А через неделю привез почтальон письмо от Кольки. Не дожидаясь просьб, читать принялся. Лесник слушал молча.
Колька писал, что институт будет заканчивать экстерном. Чтоб скорее на работу в тайгу прийти.
Соскучился, мол, по ней. Тянет домой. Обещал управиться в три года. Но приехать летом не сможет. Уж уехать, мол, так насовсем.
Макарыч насупился, велел ответ писать:
«Здравия те и долголетия, Николай. Получил я твое послание, каким шибко недоволен. Хто такой экстерн, што науку укорачиваит, мине неведомо про ево. Видать, добра от таво злодея не жди. Учись, как все люди. Можа, нам с Марьей не дотянуть тех зим, кои ты вдале будишь. Нешто тяжко на планере сигануть?

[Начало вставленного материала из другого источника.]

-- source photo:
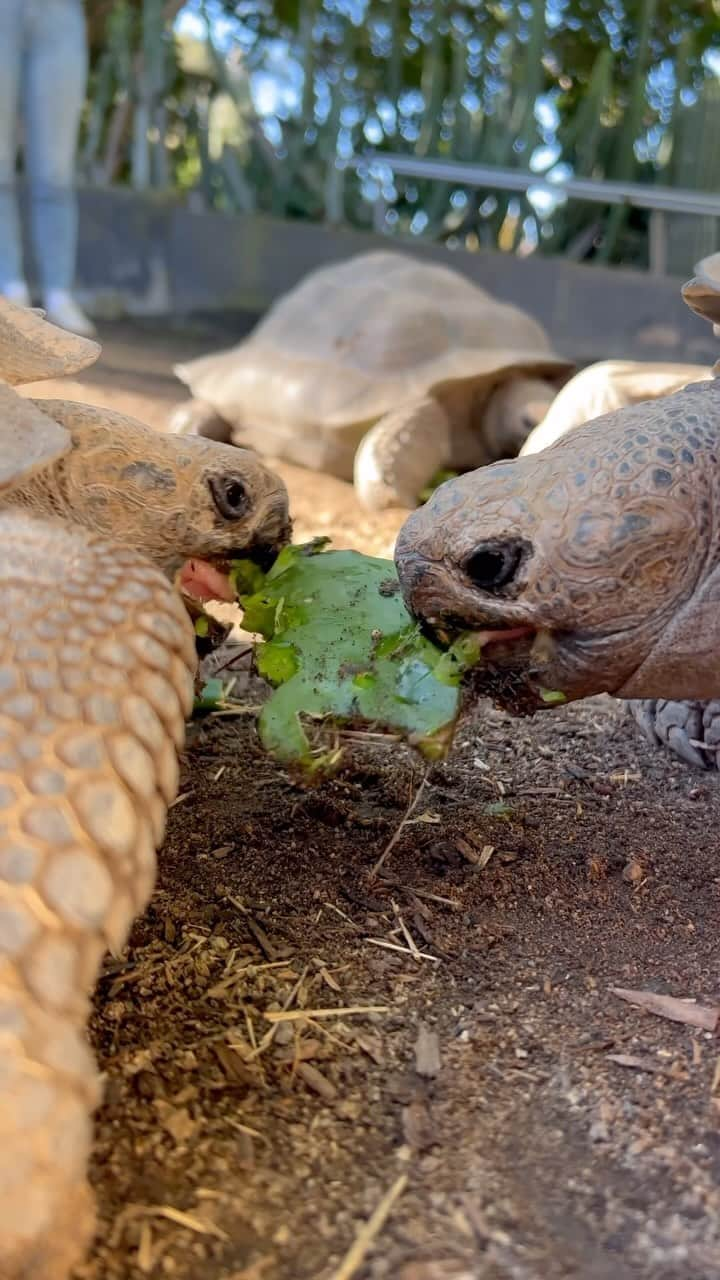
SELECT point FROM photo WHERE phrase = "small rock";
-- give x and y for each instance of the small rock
(427, 1052)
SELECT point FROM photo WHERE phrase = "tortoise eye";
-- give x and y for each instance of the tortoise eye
(493, 565)
(229, 496)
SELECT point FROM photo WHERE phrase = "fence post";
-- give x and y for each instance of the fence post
(657, 246)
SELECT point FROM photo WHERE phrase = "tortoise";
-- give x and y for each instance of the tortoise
(592, 565)
(383, 369)
(607, 385)
(96, 679)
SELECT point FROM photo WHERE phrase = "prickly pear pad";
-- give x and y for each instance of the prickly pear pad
(341, 645)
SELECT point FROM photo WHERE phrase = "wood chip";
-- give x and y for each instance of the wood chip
(368, 1233)
(188, 1220)
(315, 1080)
(427, 1052)
(418, 1125)
(670, 1006)
(639, 1064)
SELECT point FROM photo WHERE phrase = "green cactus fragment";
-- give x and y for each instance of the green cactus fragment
(341, 645)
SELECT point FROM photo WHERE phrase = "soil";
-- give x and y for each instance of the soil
(447, 1031)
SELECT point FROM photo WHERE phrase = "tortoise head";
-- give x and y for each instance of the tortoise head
(513, 411)
(591, 566)
(587, 566)
(172, 498)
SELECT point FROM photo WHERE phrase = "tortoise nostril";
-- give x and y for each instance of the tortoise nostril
(493, 565)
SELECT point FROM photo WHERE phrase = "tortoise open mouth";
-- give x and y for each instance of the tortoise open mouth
(209, 580)
(513, 670)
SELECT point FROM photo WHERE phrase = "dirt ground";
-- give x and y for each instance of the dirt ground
(291, 1042)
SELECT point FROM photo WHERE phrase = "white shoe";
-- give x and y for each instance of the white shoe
(64, 311)
(17, 292)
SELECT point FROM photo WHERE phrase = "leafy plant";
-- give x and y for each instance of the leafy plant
(340, 645)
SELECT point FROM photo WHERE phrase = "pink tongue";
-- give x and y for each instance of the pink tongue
(510, 634)
(205, 583)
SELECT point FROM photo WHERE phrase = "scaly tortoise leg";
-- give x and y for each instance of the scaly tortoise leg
(401, 453)
(680, 727)
(96, 662)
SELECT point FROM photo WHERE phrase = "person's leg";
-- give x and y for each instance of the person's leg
(12, 23)
(53, 95)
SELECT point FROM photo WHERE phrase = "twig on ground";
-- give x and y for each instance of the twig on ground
(368, 1233)
(399, 830)
(670, 1006)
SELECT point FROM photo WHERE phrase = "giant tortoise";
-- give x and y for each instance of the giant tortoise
(605, 387)
(96, 679)
(383, 368)
(593, 565)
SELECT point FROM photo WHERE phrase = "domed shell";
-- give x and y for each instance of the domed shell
(356, 338)
(30, 350)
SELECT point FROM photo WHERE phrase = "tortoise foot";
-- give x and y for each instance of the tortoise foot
(195, 417)
(688, 730)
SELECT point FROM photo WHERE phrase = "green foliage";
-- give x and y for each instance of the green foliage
(424, 77)
(341, 645)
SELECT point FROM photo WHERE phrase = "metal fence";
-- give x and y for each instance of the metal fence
(660, 201)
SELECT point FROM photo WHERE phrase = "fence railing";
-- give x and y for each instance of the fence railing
(657, 200)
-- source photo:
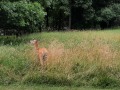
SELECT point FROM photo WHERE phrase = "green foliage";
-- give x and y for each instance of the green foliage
(22, 15)
(88, 58)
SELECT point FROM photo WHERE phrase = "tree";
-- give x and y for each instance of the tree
(21, 15)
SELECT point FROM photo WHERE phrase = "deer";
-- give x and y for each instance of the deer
(42, 53)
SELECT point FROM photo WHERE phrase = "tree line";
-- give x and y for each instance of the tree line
(27, 16)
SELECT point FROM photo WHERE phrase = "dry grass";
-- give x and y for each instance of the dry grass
(84, 58)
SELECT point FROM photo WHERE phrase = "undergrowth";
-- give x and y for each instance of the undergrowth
(87, 58)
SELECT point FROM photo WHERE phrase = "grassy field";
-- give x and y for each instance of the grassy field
(76, 58)
(43, 87)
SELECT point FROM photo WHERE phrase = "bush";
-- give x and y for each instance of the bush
(21, 15)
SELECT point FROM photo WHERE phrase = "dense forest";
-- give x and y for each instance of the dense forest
(27, 16)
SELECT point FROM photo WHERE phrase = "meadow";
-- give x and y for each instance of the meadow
(76, 58)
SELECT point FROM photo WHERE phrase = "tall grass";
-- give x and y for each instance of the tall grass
(86, 58)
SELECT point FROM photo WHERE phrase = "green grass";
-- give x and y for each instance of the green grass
(76, 58)
(43, 87)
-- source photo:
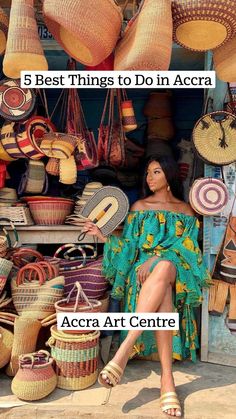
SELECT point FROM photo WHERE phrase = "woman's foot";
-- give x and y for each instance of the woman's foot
(169, 397)
(120, 360)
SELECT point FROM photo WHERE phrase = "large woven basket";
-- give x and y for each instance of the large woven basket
(76, 358)
(51, 212)
(147, 41)
(35, 379)
(202, 25)
(87, 30)
(214, 138)
(225, 61)
(23, 49)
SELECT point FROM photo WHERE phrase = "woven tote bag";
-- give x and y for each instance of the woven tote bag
(202, 25)
(23, 49)
(225, 61)
(3, 30)
(214, 138)
(147, 40)
(86, 30)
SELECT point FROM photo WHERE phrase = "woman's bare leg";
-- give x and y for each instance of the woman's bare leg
(164, 344)
(151, 296)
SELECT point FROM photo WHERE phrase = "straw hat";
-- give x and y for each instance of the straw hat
(107, 208)
(147, 41)
(23, 49)
(3, 30)
(225, 61)
(214, 138)
(87, 30)
(208, 196)
(201, 25)
(16, 103)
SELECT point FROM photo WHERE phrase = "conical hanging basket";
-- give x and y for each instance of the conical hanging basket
(201, 25)
(86, 29)
(3, 30)
(225, 61)
(147, 41)
(23, 49)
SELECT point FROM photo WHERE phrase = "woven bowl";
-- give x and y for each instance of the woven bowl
(51, 212)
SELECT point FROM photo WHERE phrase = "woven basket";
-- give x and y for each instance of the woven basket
(90, 38)
(225, 61)
(6, 342)
(76, 358)
(18, 215)
(23, 49)
(51, 212)
(35, 378)
(214, 138)
(26, 332)
(79, 304)
(147, 41)
(3, 30)
(202, 25)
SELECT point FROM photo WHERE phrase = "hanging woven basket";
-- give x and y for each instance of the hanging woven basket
(147, 41)
(225, 61)
(214, 138)
(202, 25)
(23, 50)
(86, 30)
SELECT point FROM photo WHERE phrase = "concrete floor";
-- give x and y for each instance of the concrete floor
(206, 391)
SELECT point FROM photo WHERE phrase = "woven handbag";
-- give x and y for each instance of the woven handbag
(23, 49)
(214, 138)
(36, 289)
(35, 378)
(76, 358)
(203, 25)
(147, 40)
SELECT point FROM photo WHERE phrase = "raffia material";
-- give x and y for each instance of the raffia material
(147, 41)
(26, 332)
(23, 49)
(86, 30)
(203, 24)
(76, 358)
(6, 342)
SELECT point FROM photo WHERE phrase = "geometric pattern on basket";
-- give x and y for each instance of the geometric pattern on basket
(76, 358)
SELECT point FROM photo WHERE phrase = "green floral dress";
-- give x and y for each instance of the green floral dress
(170, 236)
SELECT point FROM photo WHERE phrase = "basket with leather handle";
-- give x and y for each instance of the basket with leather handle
(36, 289)
(214, 138)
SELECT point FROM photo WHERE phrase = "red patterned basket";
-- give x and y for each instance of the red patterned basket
(51, 212)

Вон ить дед твой, Акимыч, не дождал си тибе. Отдал Богу душу. А ты ево перед кончиной забидил крепко. Чую, со мной то ж сдеитца. Воля твоя. Но в дом те пора наведатца».
Поклонов Макарыч слать не стал. Приедет и так. «А не схочит, то не подмога», — решил про себя.
С того дня в зимовье снова наступило беспокойство. «Приедет или нет?» — думали оба.
Время тянулось медленно. Лишь один раз пришли к Макарычу Петро с Вовкой. Наведать решили.